JAKARTA- Komisi Pemberantasan Korupsi (KPK) mendukung langkah strategis DPR RI yang sudah melakukan pembahasan terhadap RUU Perampasan Aset. Komisi Antirasuah menilai aturan terkait Perampasan Aset ini menjadi pelengkap sekaligus memperkuat regulasi pemberantasan korupsi yang telah ada.
“KPK memandang bahwa pengesahan RUU ini akan menjadi pelengkap penting bagi rezim hukum yang sudah ada, serta memperkuat sinergi antarpenegak hukum dalam upaya pemberantasan korupsi,” kata Juru Bicara KPK, Budi Prasetyo, Minggu (22/2/2026).
KPK menilai pengesahaan RUU Perampasan Aset merupakan langkah maju untuk melakukan upaya pemulihan aset negara yang cepat, terukur dan akuntabel. Ia menjelaskan RUU Perampasan Aset diharapkan dapat memperkuat pendekatan follow the money.
“Termasuk dalam hal penelusuran, pembekuan, penyitaan, dan perampasan aset yang diduga berasal dari tindak pidana, dengan tetap menjunjung tinggi prinsip due process of law dan perlindungan hak asasi manusia,” tambah Budi.
Aturan hukum ini juga dinilai memberikan efek jera kepada pelaku korupsi yang tidak hanya kehilangan kebebasan badan. Hal ini sebab pelaku korupsi juga kehilangan manfaat ekonomi dari hasil kejahatan yang dilakukan.

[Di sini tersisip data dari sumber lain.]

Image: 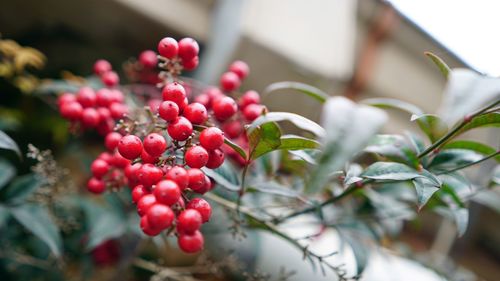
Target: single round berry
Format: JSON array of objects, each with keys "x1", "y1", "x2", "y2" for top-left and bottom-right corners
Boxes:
[
  {"x1": 132, "y1": 184, "x2": 149, "y2": 204},
  {"x1": 90, "y1": 159, "x2": 109, "y2": 179},
  {"x1": 158, "y1": 37, "x2": 179, "y2": 59},
  {"x1": 187, "y1": 169, "x2": 206, "y2": 193},
  {"x1": 158, "y1": 100, "x2": 179, "y2": 122},
  {"x1": 94, "y1": 60, "x2": 113, "y2": 75},
  {"x1": 60, "y1": 101, "x2": 83, "y2": 121},
  {"x1": 184, "y1": 146, "x2": 208, "y2": 168},
  {"x1": 153, "y1": 180, "x2": 181, "y2": 206},
  {"x1": 186, "y1": 198, "x2": 212, "y2": 223},
  {"x1": 229, "y1": 60, "x2": 250, "y2": 80},
  {"x1": 137, "y1": 194, "x2": 156, "y2": 217},
  {"x1": 118, "y1": 135, "x2": 142, "y2": 160},
  {"x1": 240, "y1": 90, "x2": 260, "y2": 109},
  {"x1": 243, "y1": 104, "x2": 265, "y2": 122},
  {"x1": 212, "y1": 97, "x2": 238, "y2": 121},
  {"x1": 177, "y1": 209, "x2": 203, "y2": 234},
  {"x1": 87, "y1": 178, "x2": 106, "y2": 194},
  {"x1": 139, "y1": 50, "x2": 158, "y2": 69},
  {"x1": 177, "y1": 231, "x2": 205, "y2": 254},
  {"x1": 220, "y1": 72, "x2": 241, "y2": 92},
  {"x1": 200, "y1": 127, "x2": 224, "y2": 150},
  {"x1": 146, "y1": 204, "x2": 175, "y2": 230},
  {"x1": 183, "y1": 102, "x2": 208, "y2": 125},
  {"x1": 179, "y1": 37, "x2": 200, "y2": 61},
  {"x1": 165, "y1": 166, "x2": 189, "y2": 190},
  {"x1": 138, "y1": 164, "x2": 163, "y2": 187},
  {"x1": 104, "y1": 132, "x2": 122, "y2": 151},
  {"x1": 205, "y1": 149, "x2": 224, "y2": 169},
  {"x1": 162, "y1": 82, "x2": 186, "y2": 110},
  {"x1": 167, "y1": 116, "x2": 193, "y2": 141},
  {"x1": 81, "y1": 107, "x2": 101, "y2": 128},
  {"x1": 144, "y1": 133, "x2": 167, "y2": 157}
]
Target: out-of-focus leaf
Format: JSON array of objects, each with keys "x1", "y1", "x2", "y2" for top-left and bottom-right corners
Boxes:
[
  {"x1": 424, "y1": 52, "x2": 451, "y2": 78},
  {"x1": 247, "y1": 112, "x2": 325, "y2": 137},
  {"x1": 0, "y1": 131, "x2": 22, "y2": 158},
  {"x1": 439, "y1": 69, "x2": 500, "y2": 127},
  {"x1": 10, "y1": 204, "x2": 62, "y2": 257},
  {"x1": 411, "y1": 114, "x2": 448, "y2": 143},
  {"x1": 441, "y1": 140, "x2": 500, "y2": 163},
  {"x1": 263, "y1": 81, "x2": 328, "y2": 103}
]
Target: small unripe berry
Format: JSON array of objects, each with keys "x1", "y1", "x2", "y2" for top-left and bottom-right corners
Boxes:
[
  {"x1": 153, "y1": 180, "x2": 181, "y2": 206},
  {"x1": 220, "y1": 72, "x2": 241, "y2": 92},
  {"x1": 158, "y1": 37, "x2": 179, "y2": 59},
  {"x1": 183, "y1": 102, "x2": 208, "y2": 125},
  {"x1": 158, "y1": 100, "x2": 179, "y2": 122},
  {"x1": 186, "y1": 198, "x2": 212, "y2": 223},
  {"x1": 167, "y1": 116, "x2": 193, "y2": 141},
  {"x1": 177, "y1": 231, "x2": 205, "y2": 253},
  {"x1": 118, "y1": 135, "x2": 142, "y2": 160}
]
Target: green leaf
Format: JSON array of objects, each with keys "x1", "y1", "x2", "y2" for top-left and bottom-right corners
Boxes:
[
  {"x1": 411, "y1": 114, "x2": 448, "y2": 143},
  {"x1": 0, "y1": 131, "x2": 22, "y2": 158},
  {"x1": 0, "y1": 159, "x2": 16, "y2": 189},
  {"x1": 441, "y1": 140, "x2": 500, "y2": 163},
  {"x1": 248, "y1": 122, "x2": 281, "y2": 160},
  {"x1": 424, "y1": 52, "x2": 451, "y2": 78},
  {"x1": 264, "y1": 81, "x2": 328, "y2": 103},
  {"x1": 10, "y1": 204, "x2": 62, "y2": 257},
  {"x1": 247, "y1": 112, "x2": 325, "y2": 137}
]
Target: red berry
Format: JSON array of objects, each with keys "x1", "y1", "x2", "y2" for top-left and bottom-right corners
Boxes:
[
  {"x1": 182, "y1": 56, "x2": 200, "y2": 71},
  {"x1": 158, "y1": 37, "x2": 179, "y2": 59},
  {"x1": 220, "y1": 72, "x2": 241, "y2": 92},
  {"x1": 146, "y1": 204, "x2": 175, "y2": 229},
  {"x1": 118, "y1": 135, "x2": 142, "y2": 160},
  {"x1": 200, "y1": 127, "x2": 224, "y2": 150},
  {"x1": 165, "y1": 166, "x2": 189, "y2": 190},
  {"x1": 229, "y1": 60, "x2": 250, "y2": 80},
  {"x1": 94, "y1": 60, "x2": 113, "y2": 75},
  {"x1": 138, "y1": 164, "x2": 163, "y2": 187},
  {"x1": 132, "y1": 184, "x2": 149, "y2": 204},
  {"x1": 212, "y1": 97, "x2": 238, "y2": 121},
  {"x1": 240, "y1": 90, "x2": 260, "y2": 108},
  {"x1": 205, "y1": 149, "x2": 224, "y2": 169},
  {"x1": 184, "y1": 146, "x2": 208, "y2": 168},
  {"x1": 104, "y1": 132, "x2": 122, "y2": 151},
  {"x1": 90, "y1": 159, "x2": 109, "y2": 179},
  {"x1": 60, "y1": 101, "x2": 83, "y2": 121},
  {"x1": 87, "y1": 178, "x2": 106, "y2": 194},
  {"x1": 162, "y1": 82, "x2": 186, "y2": 110},
  {"x1": 144, "y1": 133, "x2": 167, "y2": 157},
  {"x1": 137, "y1": 194, "x2": 156, "y2": 217},
  {"x1": 243, "y1": 104, "x2": 265, "y2": 122},
  {"x1": 140, "y1": 213, "x2": 162, "y2": 236},
  {"x1": 179, "y1": 37, "x2": 200, "y2": 61},
  {"x1": 186, "y1": 198, "x2": 212, "y2": 223},
  {"x1": 177, "y1": 231, "x2": 205, "y2": 253},
  {"x1": 139, "y1": 50, "x2": 158, "y2": 69},
  {"x1": 167, "y1": 116, "x2": 193, "y2": 141},
  {"x1": 177, "y1": 209, "x2": 203, "y2": 234},
  {"x1": 81, "y1": 107, "x2": 101, "y2": 128},
  {"x1": 153, "y1": 180, "x2": 181, "y2": 206},
  {"x1": 183, "y1": 102, "x2": 208, "y2": 125},
  {"x1": 158, "y1": 100, "x2": 179, "y2": 122},
  {"x1": 187, "y1": 169, "x2": 206, "y2": 193}
]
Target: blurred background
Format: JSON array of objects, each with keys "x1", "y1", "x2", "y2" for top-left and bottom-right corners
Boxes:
[{"x1": 0, "y1": 0, "x2": 500, "y2": 280}]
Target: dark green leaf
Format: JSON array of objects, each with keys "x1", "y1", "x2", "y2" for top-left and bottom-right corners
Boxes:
[
  {"x1": 10, "y1": 204, "x2": 62, "y2": 257},
  {"x1": 424, "y1": 52, "x2": 451, "y2": 78},
  {"x1": 0, "y1": 131, "x2": 21, "y2": 158},
  {"x1": 264, "y1": 81, "x2": 328, "y2": 103}
]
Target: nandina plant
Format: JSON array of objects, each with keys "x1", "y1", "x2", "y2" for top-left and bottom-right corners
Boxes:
[{"x1": 0, "y1": 37, "x2": 500, "y2": 280}]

“Tanpa mekanisme yang efektif untuk merampas hasil kejahatan, pemberantasan korupsi berisiko tidak menyentuh akar motif utamanya, yakni keuntungan finansial,” kata Budi.
“Pada akhirnya, tujuan besar yang hendak dicapai adalah memastikan bahwa setiap rupiah yang dirampas dari praktik korupsi dapat dikembalikan bagi sebesar-besarnya kepentingan masyarakat dan pembangunan nasional,” tutup Budi.